Bug 408079

Summary: Fetching feeds causes duplicated items
Product: [Applications] akregator Reporter: Daniel Roschka <danielroschka>
Component: feed parserAssignee: kdepim bugs <kdepim-bugs>
Status: REPORTED ---    
Severity: normal    
Priority: NOR    
Version: GIT (master)   
Target Milestone: ---   
Platform: Debian unstable   
OS: Linux   
Latest Commit: Version Fixed In:

Description Daniel Roschka 2019-05-29 18:20:00 UTC
When fetching a feed multiple times akregator duplicates existing items when the content of a fetched item differs from the content of the same item already available locally. I'm suffering from this bug now since 10+ years and would like to see it finally gone.

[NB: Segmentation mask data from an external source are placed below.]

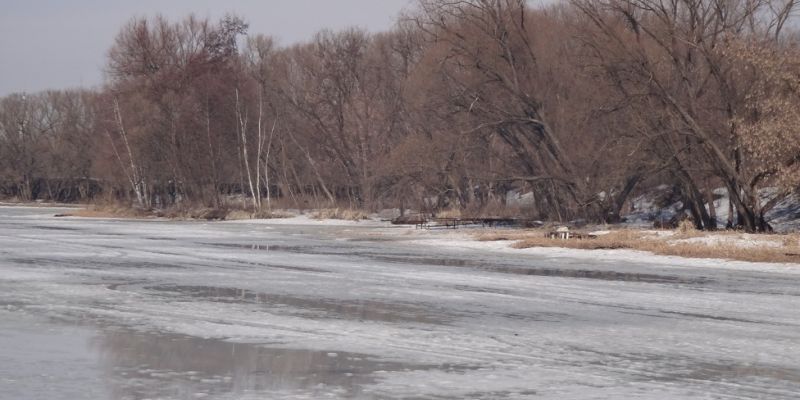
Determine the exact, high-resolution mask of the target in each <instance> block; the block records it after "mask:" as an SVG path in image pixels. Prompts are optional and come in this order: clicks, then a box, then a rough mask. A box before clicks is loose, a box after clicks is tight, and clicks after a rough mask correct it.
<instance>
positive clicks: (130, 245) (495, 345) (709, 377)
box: [0, 207, 800, 400]
mask: <svg viewBox="0 0 800 400" xmlns="http://www.w3.org/2000/svg"><path fill="white" fill-rule="evenodd" d="M56 212H58V211H56V210H48V209H36V208H17V207H0V399H3V400H5V399H8V400H23V399H47V400H53V399H64V400H67V399H69V400H79V399H198V398H205V399H265V398H287V399H301V398H308V399H324V398H354V399H373V398H374V399H382V398H403V399H406V398H409V399H417V398H432V399H465V398H475V399H528V398H530V399H540V398H544V399H548V398H549V399H576V398H578V399H621V398H651V399H682V398H704V399H797V398H800V266H798V267H797V269H795V268H794V267H787V266H766V267H765V266H763V265H762V266H760V265H756V264H747V263H736V264H735V265H733V263H730V264H731V265H726V264H725V263H721V262H720V263H717V264H718V265H714V264H715V263H714V262H709V261H703V262H699V261H698V262H693V261H686V260H679V259H673V258H666V257H655V256H653V257H644V258H641V257H640V258H639V259H637V258H635V257H634V258H631V259H620V258H613V257H609V258H606V257H600V256H592V254H598V255H602V254H604V253H588V254H589V255H588V256H587V253H581V254H580V256H579V255H577V253H576V255H575V256H571V255H570V254H571V253H570V252H566V251H560V252H558V251H555V252H551V253H547V252H539V253H536V252H522V251H520V252H511V251H502V250H491V249H488V248H487V249H480V248H468V247H462V248H458V247H453V246H447V245H446V244H447V242H446V241H444V240H440V239H438V237H439V234H438V233H436V232H431V233H420V232H413V230H412V232H409V231H408V230H406V229H404V228H392V227H388V226H376V224H373V225H372V226H364V225H353V226H326V225H312V224H308V225H297V224H295V225H289V224H264V223H261V224H258V223H237V222H224V223H200V222H167V221H120V220H118V221H112V220H90V219H70V218H54V217H53V214H55V213H56ZM442 235H444V233H442ZM634 260H638V261H634Z"/></svg>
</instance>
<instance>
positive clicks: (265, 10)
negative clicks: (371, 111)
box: [0, 0, 410, 96]
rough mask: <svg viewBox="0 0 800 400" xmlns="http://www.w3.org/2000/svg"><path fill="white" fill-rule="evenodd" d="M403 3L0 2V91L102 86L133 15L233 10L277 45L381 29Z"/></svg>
mask: <svg viewBox="0 0 800 400" xmlns="http://www.w3.org/2000/svg"><path fill="white" fill-rule="evenodd" d="M409 3H410V1H409V0H379V1H375V0H337V1H324V0H293V1H274V0H273V1H266V0H261V1H258V0H237V1H212V0H199V1H192V0H170V1H164V0H162V1H158V0H139V1H118V0H114V1H112V0H109V1H104V0H75V1H57V0H27V1H24V0H1V1H0V96H2V95H6V94H9V93H12V92H21V91H26V92H36V91H40V90H44V89H51V88H52V89H62V88H72V87H79V86H84V87H91V86H95V85H98V84H101V83H102V80H103V72H102V69H103V66H104V64H105V57H106V51H107V50H108V48H109V47H110V46H111V43H112V42H113V40H114V36H115V35H116V34H117V32H118V30H119V29H120V28H121V27H122V26H123V25H124V24H125V23H126V22H128V21H129V20H130V19H131V18H132V17H134V16H153V15H156V14H163V15H165V16H167V17H169V18H171V19H178V18H182V17H184V16H186V15H188V14H190V13H194V14H196V15H198V16H200V17H206V16H208V17H210V18H212V19H216V18H218V17H220V16H222V15H224V14H226V13H235V14H238V15H240V16H242V17H244V18H245V19H246V20H247V21H248V22H249V23H250V32H251V33H264V34H268V35H272V36H274V37H276V38H277V39H278V40H279V42H280V43H281V44H291V43H296V42H300V41H304V40H308V39H310V38H311V37H312V36H313V34H314V33H315V32H317V31H319V30H320V29H323V28H331V29H340V28H344V27H347V26H358V27H361V28H365V29H367V30H370V31H379V30H383V29H388V28H390V27H391V26H392V24H393V23H394V21H395V20H396V17H397V15H398V14H399V12H400V11H401V10H403V9H404V8H405V7H407V6H408V5H409Z"/></svg>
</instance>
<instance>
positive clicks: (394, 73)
mask: <svg viewBox="0 0 800 400" xmlns="http://www.w3.org/2000/svg"><path fill="white" fill-rule="evenodd" d="M796 6H797V1H796V0H571V1H565V2H561V3H557V4H554V5H547V6H531V5H529V4H527V2H525V1H524V0H463V1H452V0H419V1H418V2H417V3H416V5H415V7H414V8H413V9H412V10H410V11H408V12H406V13H404V14H403V15H401V16H399V17H398V22H397V24H396V25H395V27H394V28H393V29H391V30H389V31H386V32H381V33H368V32H366V31H363V30H359V29H355V28H353V29H346V30H343V31H338V32H333V31H329V30H323V31H321V32H319V33H318V34H317V35H316V36H315V37H314V38H313V39H312V40H311V41H309V42H306V43H301V44H296V45H292V46H283V47H282V46H278V45H277V44H276V42H275V41H274V40H273V39H272V38H270V37H268V36H264V35H261V34H257V33H252V32H249V31H248V25H247V23H246V22H245V20H244V19H242V18H240V17H237V16H226V17H224V18H222V19H221V20H219V21H211V20H208V19H202V18H197V17H194V16H189V17H187V18H185V19H183V20H181V21H177V22H174V21H169V20H167V19H166V18H164V17H155V18H135V19H133V20H131V21H130V22H129V23H128V24H127V25H125V26H124V27H122V29H121V30H120V32H119V34H118V35H117V36H116V38H115V40H114V44H113V46H112V48H111V49H109V51H108V55H107V66H106V70H105V72H106V80H105V81H106V83H105V84H104V85H103V87H101V88H98V89H93V90H61V91H56V90H53V91H46V92H43V93H36V94H11V95H8V96H6V97H4V98H2V99H0V195H2V196H5V197H16V198H18V199H21V200H35V199H53V200H59V201H88V200H91V199H96V198H106V199H113V200H115V201H121V202H128V203H130V204H132V205H134V206H136V207H140V208H148V209H149V208H160V207H171V206H185V205H203V206H208V207H226V206H229V205H230V202H231V199H232V198H235V199H237V200H236V201H238V202H240V203H243V204H242V206H243V207H246V208H248V209H251V210H254V211H263V210H270V209H272V208H273V207H275V206H277V205H281V206H285V207H311V206H321V205H333V204H336V205H340V206H349V207H354V208H366V209H378V208H385V207H394V208H397V207H399V208H401V209H406V208H414V209H420V210H440V209H445V208H457V209H460V210H464V211H468V212H471V213H474V214H481V213H483V214H486V213H492V212H497V210H498V209H500V208H503V207H506V206H505V205H506V204H507V201H506V200H507V199H506V196H507V193H509V191H510V190H516V191H518V192H529V193H532V200H531V203H530V204H528V205H526V206H525V209H524V210H516V211H515V212H521V213H525V214H527V215H529V216H531V217H535V218H540V219H546V220H559V221H565V220H571V219H576V218H582V219H587V220H593V221H616V220H618V219H619V217H620V214H621V213H622V211H623V208H624V207H625V206H626V204H628V203H629V200H630V198H631V195H632V194H633V193H635V192H636V190H637V189H638V188H643V187H651V186H654V185H658V184H667V185H670V187H672V188H673V190H674V193H675V195H676V196H677V198H679V199H680V200H681V201H682V203H683V205H684V208H685V212H687V213H688V214H690V215H691V216H692V220H693V221H694V223H695V225H696V226H697V227H698V228H702V229H716V228H717V222H716V210H715V209H714V201H713V199H714V196H715V193H714V190H715V189H716V188H725V189H726V190H727V193H728V196H729V197H730V204H728V205H726V207H728V208H730V211H731V212H730V213H729V215H730V217H729V221H728V225H729V227H739V228H743V229H746V230H748V231H765V230H769V229H770V227H769V224H768V221H767V220H766V218H765V214H766V213H767V212H768V211H769V210H770V209H771V208H772V207H774V206H775V204H777V203H778V202H779V201H780V200H782V199H784V198H785V197H787V196H789V195H791V194H792V193H794V192H795V191H796V189H797V187H798V184H800V174H799V173H798V168H799V166H800V140H798V139H800V48H798V45H799V44H800V35H799V34H798V30H797V25H796V21H795V20H794V16H795V11H796V9H797V7H796ZM506 208H507V207H506Z"/></svg>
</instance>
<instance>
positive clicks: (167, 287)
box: [145, 285, 447, 324]
mask: <svg viewBox="0 0 800 400" xmlns="http://www.w3.org/2000/svg"><path fill="white" fill-rule="evenodd" d="M145 289H146V290H153V291H158V292H168V293H171V294H173V295H177V296H188V297H194V298H200V299H203V300H206V301H214V302H234V303H252V304H261V305H264V306H267V307H273V308H274V307H286V306H288V307H290V308H291V310H289V312H290V313H294V314H297V315H303V316H305V317H309V318H337V319H338V318H341V319H349V320H356V321H381V322H395V323H404V322H405V323H407V322H419V323H427V324H441V323H443V322H445V321H446V320H447V317H446V316H444V315H442V314H440V313H439V314H434V313H432V312H430V311H428V310H427V309H425V308H422V307H419V306H414V305H411V304H397V303H387V302H382V301H375V300H350V301H348V300H336V299H325V298H310V297H300V296H291V295H279V294H270V293H262V292H255V291H252V290H247V289H239V288H229V287H214V286H175V285H161V286H148V287H145Z"/></svg>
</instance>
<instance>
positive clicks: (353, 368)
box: [91, 330, 419, 399]
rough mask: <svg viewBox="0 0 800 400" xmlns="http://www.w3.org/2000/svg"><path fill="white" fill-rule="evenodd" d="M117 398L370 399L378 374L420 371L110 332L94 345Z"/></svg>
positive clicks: (402, 368) (104, 332) (94, 347)
mask: <svg viewBox="0 0 800 400" xmlns="http://www.w3.org/2000/svg"><path fill="white" fill-rule="evenodd" d="M91 348H92V349H93V350H94V351H97V352H98V354H99V356H100V363H101V365H102V366H103V369H104V371H105V374H106V378H107V379H106V380H107V382H108V384H109V385H110V386H111V388H110V389H111V390H110V391H111V392H112V393H113V398H115V399H147V398H169V399H190V398H198V397H203V396H204V395H221V394H228V395H233V396H244V395H247V394H251V395H255V394H264V395H267V394H280V393H293V394H295V395H297V394H298V393H302V394H305V395H310V396H312V398H314V397H320V396H322V395H323V394H326V393H335V394H337V395H338V397H343V398H351V397H359V398H363V397H364V393H362V387H363V386H364V385H365V384H368V383H370V382H372V381H373V380H374V377H373V372H375V371H410V370H412V369H414V368H419V367H414V366H410V365H402V364H399V363H392V362H381V361H376V360H374V359H371V358H369V357H368V356H366V355H361V354H350V353H343V352H325V351H311V350H301V349H280V348H268V347H262V346H259V345H254V344H241V343H228V342H224V341H219V340H208V339H199V338H194V337H188V336H180V335H165V334H151V333H140V332H131V331H127V330H116V331H114V330H109V331H106V332H103V333H101V334H99V335H98V336H96V337H95V338H94V339H93V340H92V345H91Z"/></svg>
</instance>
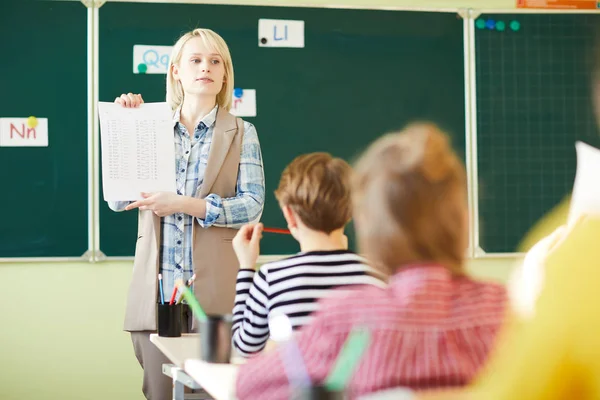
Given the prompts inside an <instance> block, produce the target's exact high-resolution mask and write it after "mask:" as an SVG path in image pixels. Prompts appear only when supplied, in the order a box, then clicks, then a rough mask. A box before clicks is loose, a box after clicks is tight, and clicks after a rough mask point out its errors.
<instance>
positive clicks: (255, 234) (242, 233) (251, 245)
mask: <svg viewBox="0 0 600 400" xmlns="http://www.w3.org/2000/svg"><path fill="white" fill-rule="evenodd" d="M262 228H263V224H248V225H244V226H242V227H241V229H240V230H239V231H238V233H237V235H235V237H234V238H233V250H234V251H235V255H236V256H237V258H238V261H239V263H240V268H242V269H254V266H255V265H256V261H257V260H258V255H259V254H260V239H262Z"/></svg>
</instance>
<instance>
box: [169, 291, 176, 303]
mask: <svg viewBox="0 0 600 400" xmlns="http://www.w3.org/2000/svg"><path fill="white" fill-rule="evenodd" d="M175 296H177V286H175V287H174V288H173V294H172V295H171V300H170V301H169V305H170V306H172V305H173V302H174V301H175Z"/></svg>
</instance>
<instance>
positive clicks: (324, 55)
mask: <svg viewBox="0 0 600 400" xmlns="http://www.w3.org/2000/svg"><path fill="white" fill-rule="evenodd" d="M260 18H269V19H291V20H303V21H305V48H303V49H290V48H279V49H276V48H264V47H259V46H258V20H259V19H260ZM195 27H205V28H211V29H213V30H215V31H216V32H218V33H219V34H221V35H222V36H223V38H224V39H225V40H226V41H227V43H228V45H229V47H230V50H231V53H232V56H233V62H234V67H235V83H236V87H240V88H246V89H256V91H257V109H258V114H257V117H255V118H248V121H250V122H252V123H254V124H255V126H256V128H257V131H258V135H259V138H260V141H261V145H262V151H263V157H264V165H265V174H266V182H267V198H266V204H265V211H264V213H263V218H262V220H263V222H264V223H265V225H267V226H273V227H285V221H284V219H283V216H282V215H281V212H280V210H279V208H278V205H277V202H276V200H275V197H274V195H273V191H274V190H275V188H276V187H277V184H278V182H279V176H280V174H281V172H282V170H283V169H284V167H285V166H286V164H287V163H289V162H290V161H291V160H292V159H293V158H294V157H295V156H297V155H299V154H302V153H307V152H312V151H328V152H330V153H332V154H333V155H335V156H339V157H343V158H345V159H347V160H349V161H352V160H354V159H355V158H356V156H357V155H358V154H360V152H361V151H362V150H364V148H365V147H366V145H367V144H369V143H370V142H372V141H373V140H374V139H375V138H377V137H379V136H380V135H381V134H382V133H384V132H387V131H390V130H393V129H397V128H400V127H402V126H404V125H405V124H406V123H408V122H410V121H413V120H416V119H429V120H432V121H434V122H436V123H438V124H440V125H441V126H442V127H443V128H446V129H448V130H449V131H450V132H451V134H452V135H453V136H454V137H453V139H454V145H455V146H456V148H457V150H458V151H459V153H460V154H461V156H464V152H465V151H464V147H465V140H464V136H465V123H464V120H465V114H464V66H463V64H464V62H463V21H462V19H460V18H459V17H458V16H457V15H455V14H438V13H416V12H391V11H367V10H340V9H317V8H291V7H282V8H277V7H253V6H221V5H198V4H168V5H167V4H141V3H110V2H109V3H106V4H105V5H103V6H102V8H101V9H100V38H99V42H100V100H101V101H113V100H114V98H115V97H116V96H117V95H119V94H120V93H123V92H134V93H142V94H143V96H144V98H145V100H146V101H147V102H156V101H164V95H165V76H164V75H137V74H133V46H134V45H136V44H147V45H173V44H174V42H175V41H176V40H177V38H178V37H179V36H180V35H181V34H182V33H184V32H186V31H188V30H190V29H193V28H195ZM100 193H102V192H101V190H100ZM136 219H137V215H136V213H135V212H131V213H127V212H126V213H114V212H112V211H111V210H110V209H109V208H108V206H107V205H106V203H105V202H103V201H102V204H101V209H100V223H101V225H100V239H101V246H100V247H101V250H102V251H103V252H104V253H105V254H106V255H107V256H131V255H133V252H134V245H135V239H136V236H135V235H136ZM349 231H350V229H349ZM349 234H350V232H349ZM350 236H352V235H350ZM352 244H353V240H352V237H351V245H352ZM261 250H262V253H263V254H289V253H293V252H295V251H297V250H298V245H297V243H296V242H295V241H294V240H293V239H292V238H291V237H289V236H280V235H273V234H266V235H265V237H264V239H263V244H262V249H261Z"/></svg>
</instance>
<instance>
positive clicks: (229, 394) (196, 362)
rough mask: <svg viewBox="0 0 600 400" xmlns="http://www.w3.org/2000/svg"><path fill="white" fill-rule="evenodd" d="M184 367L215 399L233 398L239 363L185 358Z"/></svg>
mask: <svg viewBox="0 0 600 400" xmlns="http://www.w3.org/2000/svg"><path fill="white" fill-rule="evenodd" d="M184 369H185V372H186V373H187V374H188V375H189V376H190V377H191V378H192V379H193V380H195V381H196V382H197V383H198V384H199V385H200V386H202V388H203V389H204V390H206V391H207V392H208V393H209V394H210V395H211V396H212V397H214V398H215V400H235V380H236V377H237V372H238V369H239V365H236V364H211V363H207V362H205V361H201V360H187V361H186V362H185V367H184Z"/></svg>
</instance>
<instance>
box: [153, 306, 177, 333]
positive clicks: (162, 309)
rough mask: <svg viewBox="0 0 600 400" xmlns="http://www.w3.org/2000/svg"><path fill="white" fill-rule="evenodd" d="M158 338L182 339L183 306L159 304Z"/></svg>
mask: <svg viewBox="0 0 600 400" xmlns="http://www.w3.org/2000/svg"><path fill="white" fill-rule="evenodd" d="M157 307H158V309H157V314H158V336H164V337H180V336H181V323H182V319H183V318H182V314H183V304H181V303H180V304H171V305H169V303H165V304H160V303H158V304H157Z"/></svg>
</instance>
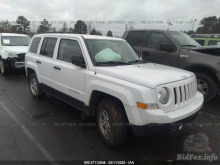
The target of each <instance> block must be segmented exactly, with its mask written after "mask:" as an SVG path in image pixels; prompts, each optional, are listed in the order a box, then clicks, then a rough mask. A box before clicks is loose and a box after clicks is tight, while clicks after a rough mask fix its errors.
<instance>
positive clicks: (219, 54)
mask: <svg viewBox="0 0 220 165" xmlns="http://www.w3.org/2000/svg"><path fill="white" fill-rule="evenodd" d="M191 50H192V51H195V52H200V53H204V54H210V55H215V56H220V46H217V45H213V46H201V47H198V48H192V49H191Z"/></svg>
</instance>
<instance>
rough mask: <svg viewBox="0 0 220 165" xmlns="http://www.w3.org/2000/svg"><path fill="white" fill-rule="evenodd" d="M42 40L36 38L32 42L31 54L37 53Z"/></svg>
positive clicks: (40, 39)
mask: <svg viewBox="0 0 220 165" xmlns="http://www.w3.org/2000/svg"><path fill="white" fill-rule="evenodd" d="M40 40H41V38H40V37H35V38H34V39H33V40H32V42H31V46H30V50H29V52H31V53H37V50H38V46H39V43H40Z"/></svg>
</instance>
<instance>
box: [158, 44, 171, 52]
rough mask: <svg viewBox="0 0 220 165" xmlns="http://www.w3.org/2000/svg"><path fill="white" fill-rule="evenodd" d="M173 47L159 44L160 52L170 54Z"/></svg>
mask: <svg viewBox="0 0 220 165" xmlns="http://www.w3.org/2000/svg"><path fill="white" fill-rule="evenodd" d="M173 49H174V47H173V46H172V45H170V44H160V51H167V52H172V51H173Z"/></svg>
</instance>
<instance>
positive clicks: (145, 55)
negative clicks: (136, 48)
mask: <svg viewBox="0 0 220 165" xmlns="http://www.w3.org/2000/svg"><path fill="white" fill-rule="evenodd" d="M149 55H150V54H149V52H148V51H143V53H142V56H149Z"/></svg>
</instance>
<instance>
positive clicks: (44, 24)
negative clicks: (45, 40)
mask: <svg viewBox="0 0 220 165" xmlns="http://www.w3.org/2000/svg"><path fill="white" fill-rule="evenodd" d="M50 29H51V24H49V22H48V21H47V20H46V19H44V20H43V21H42V22H41V25H40V26H39V28H38V30H37V32H38V33H44V32H48V31H50Z"/></svg>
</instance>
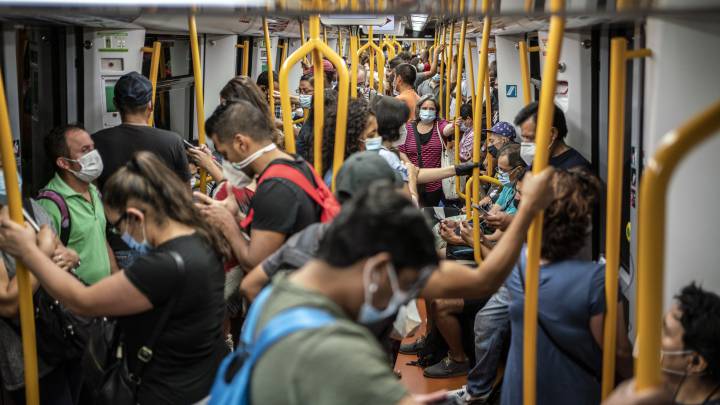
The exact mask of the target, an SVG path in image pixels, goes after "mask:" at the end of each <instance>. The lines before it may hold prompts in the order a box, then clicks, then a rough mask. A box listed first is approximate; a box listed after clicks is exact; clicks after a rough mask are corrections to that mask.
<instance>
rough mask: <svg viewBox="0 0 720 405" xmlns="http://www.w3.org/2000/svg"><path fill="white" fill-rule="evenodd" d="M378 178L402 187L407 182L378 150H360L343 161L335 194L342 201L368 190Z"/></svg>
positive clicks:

Here is my theory why it happens:

Instead of using the guid only to compare two items for equality, Akregator builds a hash over title, description, content, link and author (https://github.com/KDE/akregator/blob/0d588dcbfb9cc93dec5b6bcbf3b01336ca1d09ce/src/feed/feed.cpp#L581-L585 and https://github.com/KDE/akregator/blob/0d588dcbfb9cc93dec5b6bcbf3b01336ca1d09ce/src/article.cpp#L189) and checks that as well, unless the guid started with "hash:". I believe this is not according to the specification, which states:

> guid stands for globally unique identifier. It's a string that uniquely identifies the item.
> When present, an aggregator may choose to use this string to determine if an item is new.
> 
> <guid>http://some.server.com/weblogItem3207</guid>
> 
> There are no rules for the syntax of a guid. Aggregators must view them as a string. It's up to
> the source of the feed to establish the uniqueness of the string.

http://www.rssboard.org/rss-specification#ltguidgtSubelementOfLtitemgt

The current behavior produces duplicate items when authors fix typos in their posts or when software inserts random bits in the data (e.g. in Javascript included in the markup (Podlove Publisher is known for that (https://github.com/podlove/podlove-publisher/blob/192a2710b6ad3d0f5eff67f4daacb5d6dac6ab4a/lib/modules/subscribe_button/button.php#L88))). The latter case is particularly annoying as it produces a new item every single time akregator fetches the feed.

I'd be happy to provide additional information if necessary.